WIP: ✨ Flexible Nova microversions #1567

lentzi90 · 2023-05-29T08:11:44Z

This is related to the proposal in #1565 and is just meant as a discussion starter for now. If you have any comments, ideas or suggestions, please feel free to comment here or in #1565.

What this PR does / why we need it:

Use a list of supported versions instead of a single hard coded one. The list can be filtered based on specific feature requirements (e.g. usage of server tags). The version to use is then picked from the intersection of this list and what the server supports.

Which issue(s) this PR fixes (optional, in fixes #<issue number>(, fixes #<issue_number>, ...) format, will close the issue(s) when PR gets merged):
Fixes #1448

Special notes for your reviewer:

Please confirm that if this PR changes any image versions, then that's the sole change this PR makes.

TODOs:

squashed commits
if necessary:
- includes documentation
- adds unit tests

/hold

k8s-ci-robot · 2023-05-29T08:11:45Z

Skipping CI for Draft Pull Request.
If you want CI signal for your change, please convert it to an actual PR.
You can still manually trigger a test run with /test all

netlify · 2023-05-29T08:11:50Z

✅ Deploy Preview for kubernetes-sigs-cluster-api-openstack ready!

Name	Link
🔨 Latest commit	`3ab8a84`
🔍 Latest deploy log	https://app.netlify.com/sites/kubernetes-sigs-cluster-api-openstack/deploys/671b608060318d000834abd1
😎 Deploy Preview	https://deploy-preview-1567--kubernetes-sigs-cluster-api-openstack.netlify.app
📱 Preview on mobile	Toggle QR Code... Use your smartphone camera to open QR code link.

To edit notification comments on pull requests, go to your Netlify site configuration.

jichenjc · 2023-05-29T23:49:31Z

pkg/cloud/services/compute/instance.go

+		for i := range recognizedMicroversions {
+			if recognizedMicroversions[i].ID == "2.1" {
+				continue
+			}


what's the 2.1 handling here? I Think we have a default (2.1) then choose a best fit (2.53, 2.60 ..)
just don't understand the special handle here..

Good question! I'm not sure if this is how we should do it, but I can explain what I'm trying to do here.
Before we set the minimum version we didn't set any version at all. If I understand correctly that would mean the same thing as setting 2.1.

If no version is specified then the API will behave as if a version request of v2.1 was requested.

From https://docs.openstack.org/nova/latest/reference/api-microversion-history.html

So what I'm trying to do here is to allow fallback to the default if possible. If tags are used, then we require 2.53 minimum so then I remove 2.1 from the versions that it can pick from. Probably a better way to do it would be to convert the versions to floats and then remove anything that is < 2.53, but for now I'm just playing with it.

Incidentally however we do it, I'd probably go with ints rather than floats and drop the 2..

I wonder if this could be something like:

compute := s.getComputeClient() if len(instanceSpec.Tags) > 0 { err := compute.RequireMicroVersion(NovaTagging) if err != nil { ...tagging not supported... } }

We could have similar for neutron extensions.

Thoughts:

how can we inform the user up front, if their configuration requires more than their cloud supports?
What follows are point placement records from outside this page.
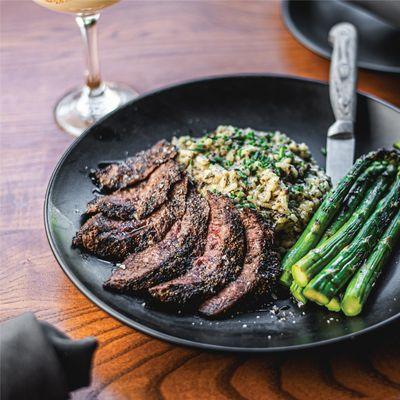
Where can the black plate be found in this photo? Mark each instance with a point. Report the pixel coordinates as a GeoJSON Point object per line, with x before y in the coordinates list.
{"type": "Point", "coordinates": [296, 106]}
{"type": "Point", "coordinates": [310, 22]}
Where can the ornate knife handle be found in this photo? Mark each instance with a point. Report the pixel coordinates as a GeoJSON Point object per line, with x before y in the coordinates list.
{"type": "Point", "coordinates": [343, 78]}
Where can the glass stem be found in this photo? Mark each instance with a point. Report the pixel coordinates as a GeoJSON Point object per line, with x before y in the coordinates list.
{"type": "Point", "coordinates": [88, 26]}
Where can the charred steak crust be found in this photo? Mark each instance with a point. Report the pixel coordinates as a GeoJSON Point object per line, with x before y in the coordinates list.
{"type": "Point", "coordinates": [158, 186]}
{"type": "Point", "coordinates": [260, 268]}
{"type": "Point", "coordinates": [142, 199]}
{"type": "Point", "coordinates": [134, 169]}
{"type": "Point", "coordinates": [115, 240]}
{"type": "Point", "coordinates": [220, 263]}
{"type": "Point", "coordinates": [119, 205]}
{"type": "Point", "coordinates": [168, 258]}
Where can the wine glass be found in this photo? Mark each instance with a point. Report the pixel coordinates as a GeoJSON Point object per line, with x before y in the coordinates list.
{"type": "Point", "coordinates": [83, 106]}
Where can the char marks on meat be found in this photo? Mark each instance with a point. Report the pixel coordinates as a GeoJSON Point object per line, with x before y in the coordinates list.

If we can't do it up front, how do we make the best UX we can in the failure case?

How do we do the 'we need the multi-attach microversion' thing, because we can't detect that from k8s objects?

On the latter point: we could pre-fetch the specified volume-type, or infer the default volume type (don't know if this is possible) and check if multi-attach is set. Or we could react to a failure by trying again with a higher microversion, but the granularity of OpenStack error code likely makes this messy.

how can we inform the user up front, if their configuration requires more than their cloud supports?

I think upfront is impossible here. We don't do any API calls in the webhook and for good reason, so I don't see how we would be able to do it unfortunately.

If we can't do it up front, how do we make the best UX we can in the failure case?

Probably the best we can do here is to bubble up the error to the CAPI level where it will be visible on the Machine or the Cluster.

How do we do the 'we need the multi-attach microversion' thing, because we can't detect that from k8s objects?
On the latter point: we could pre-fetch the specified volume-type, or infer the default volume type (don't know if this is possible) and check if multi-attach is set. Or we could react to a failure by trying again with a higher microversion, but the granularity of OpenStack error code likely makes this messy.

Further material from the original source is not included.